Excess Returns
The War No One Can Price | The Weekly Wrap – 3/22/2026
Most Important Insight
Financial markets are currently operating under a state of 'willful ignorance' regarding geopolitical risk, where war probabilities remain unpriced until the moment of conflict, creating a dangerous disconnect between low spot volatility and record-high volatility premiums.
Most Original Insight
Biotech investing should be structurally reclassified as a 'portfolio of options' rather than traditional equity, requiring a valuation model based entirely on probabilistic drug development outcomes rather than discounted cash flows.
Key Points
- Markets consistently fail to price geopolitical escalations in advance, as evidenced by the delayed reaction to the Ukraine conflict and current tensions.
- The spread between implied volatility and the VIX is at historic highs, indicating that while the market appears calm, the cost of hedging against tail risks is extremely elevated.
- Current options dealer gamma positioning is so fragile that a minor 2% to 3% decline in broad equities could trigger a mechanical VIX spike to the 40 level.
- The Federal Reserve is trapped in a 'path of least embarrassment' policy framework, struggling to balance oil-driven inflation against the resulting demand destruction.
- A fundamental macro regime shift has occurred where stock-bond correlations have flipped, permanently breaking the diversification benefits of the traditional 60/40 portfolio.
- The 'Awesome Portfolio' strategy is presented as the necessary evolution for non-stationary markets, emphasizing diversification across distinct economic regimes rather than asset classes.
- Options expiration (OPEX) cycles have become the primary tactical turning points for market direction and volatility regime shifts in 2026.

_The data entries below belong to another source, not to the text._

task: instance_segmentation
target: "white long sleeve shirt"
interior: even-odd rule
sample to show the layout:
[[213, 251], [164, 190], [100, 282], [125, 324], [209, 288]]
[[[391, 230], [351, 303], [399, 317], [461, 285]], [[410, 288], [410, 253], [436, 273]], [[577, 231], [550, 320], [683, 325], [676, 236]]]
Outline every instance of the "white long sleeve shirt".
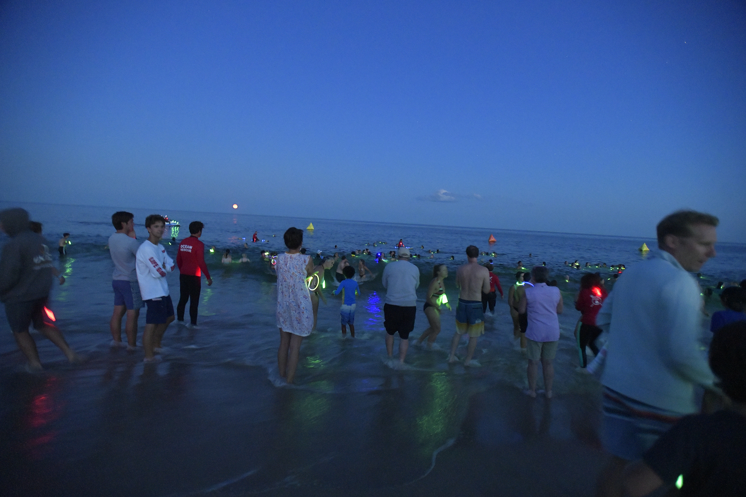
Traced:
[[409, 261], [397, 261], [386, 265], [381, 283], [386, 290], [386, 303], [401, 307], [417, 305], [419, 269]]
[[171, 272], [174, 261], [163, 245], [154, 245], [145, 240], [137, 249], [135, 269], [137, 283], [143, 300], [157, 299], [169, 294], [169, 282], [166, 276]]
[[701, 308], [697, 282], [667, 252], [625, 270], [596, 317], [609, 332], [601, 383], [662, 409], [698, 412], [695, 387], [715, 379], [699, 348]]

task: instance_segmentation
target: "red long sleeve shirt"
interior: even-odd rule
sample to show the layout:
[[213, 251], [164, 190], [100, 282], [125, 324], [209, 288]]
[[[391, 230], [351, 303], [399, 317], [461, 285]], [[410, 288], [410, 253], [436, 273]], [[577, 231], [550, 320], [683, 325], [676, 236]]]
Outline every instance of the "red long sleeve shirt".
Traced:
[[204, 262], [204, 244], [195, 236], [186, 238], [179, 244], [176, 265], [181, 274], [201, 276], [204, 272], [204, 276], [210, 279], [207, 265]]
[[489, 272], [489, 291], [495, 291], [497, 288], [498, 291], [500, 292], [500, 297], [503, 297], [503, 287], [500, 285], [500, 278], [498, 275], [492, 271]]

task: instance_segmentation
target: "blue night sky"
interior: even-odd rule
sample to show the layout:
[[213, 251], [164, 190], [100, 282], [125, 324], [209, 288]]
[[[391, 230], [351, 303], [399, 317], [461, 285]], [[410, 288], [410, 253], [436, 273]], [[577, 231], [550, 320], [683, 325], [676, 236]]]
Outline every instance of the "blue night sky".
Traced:
[[0, 200], [746, 241], [740, 1], [4, 1], [0, 57]]

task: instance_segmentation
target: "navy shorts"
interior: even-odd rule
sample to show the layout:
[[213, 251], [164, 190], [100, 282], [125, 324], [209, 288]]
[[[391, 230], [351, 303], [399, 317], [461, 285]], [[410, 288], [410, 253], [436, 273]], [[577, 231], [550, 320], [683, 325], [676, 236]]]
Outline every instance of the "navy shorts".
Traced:
[[170, 295], [145, 300], [145, 303], [148, 304], [145, 324], [166, 324], [169, 317], [174, 315], [174, 303], [171, 302]]
[[43, 328], [46, 317], [44, 306], [46, 306], [46, 301], [47, 297], [45, 297], [36, 300], [6, 303], [5, 315], [7, 316], [10, 331], [13, 333], [28, 332], [31, 323], [35, 329]]
[[145, 307], [137, 282], [114, 279], [111, 282], [111, 288], [114, 289], [115, 306], [125, 306], [128, 311]]

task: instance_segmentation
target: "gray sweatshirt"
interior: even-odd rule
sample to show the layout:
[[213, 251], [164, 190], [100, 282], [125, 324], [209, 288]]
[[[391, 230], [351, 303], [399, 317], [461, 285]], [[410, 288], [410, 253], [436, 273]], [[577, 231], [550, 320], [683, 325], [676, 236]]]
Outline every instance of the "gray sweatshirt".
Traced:
[[22, 209], [0, 212], [3, 230], [10, 237], [0, 257], [0, 301], [27, 302], [49, 294], [52, 259], [46, 240], [28, 229]]

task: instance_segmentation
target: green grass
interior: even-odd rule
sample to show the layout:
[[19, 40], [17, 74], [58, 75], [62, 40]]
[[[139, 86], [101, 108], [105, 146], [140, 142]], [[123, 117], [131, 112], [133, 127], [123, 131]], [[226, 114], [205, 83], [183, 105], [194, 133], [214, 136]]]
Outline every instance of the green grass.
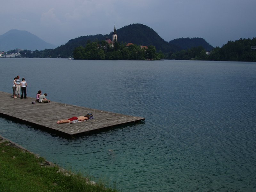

- Oil shocks are currently acting as a dual-threat to the economy, simultaneously fueling headline inflation while acting as a regressive tax that destroys consumer demand.
Investment Implications
| Asset / Sector / Instrument | Action | Source | Notes |
|---|---|---|---|
| Long-dated Equity Hedges | BUY | explicit | The shift from short-term to longer-term hedging is necessary to protect against unpriced geopolitical 'black swan' events. |
| VIX / Long Volatility | BUY | implicit | Dealer positioning suggests a massive volatility expansion is likely upon even a minor market pullback. |
| Biotech Sector | BUY | implicit | Recommended as a 'bag of options' where returns are driven by probabilistic drug pipeline successes rather than macro factors. |
| Crude Oil | HOLD | implicit | Prices are caught between inflationary supply shocks and the demand destruction the Fed is forced to navigate. |
| 60/40 Portfolio | SELL | implicit | The flip in stock-bond correlations has rendered this traditional diversification strategy ineffective in the current regime. |
Hang on a sec…
- The assertion that a 2-3% market drop would automatically spike the VIX to 40 is highly speculative; while gamma can accelerate moves, such a magnitude of VIX expansion typically requires a systemic liquidity crisis or a major exogenous shock.
- The 'path of least embarrassment' theory for Fed policy oversimplifies central bank decision-making into a psychological game, ignoring the rigorous data-dependent frameworks and legal mandates that govern interest rate paths.
- Classifying the entire biotech sector as merely a 'bag of options' ignores the fundamental value of established commercial revenue, manufacturing infrastructure, and platform technologies that provide a valuation floor independent of binary clinical trial results.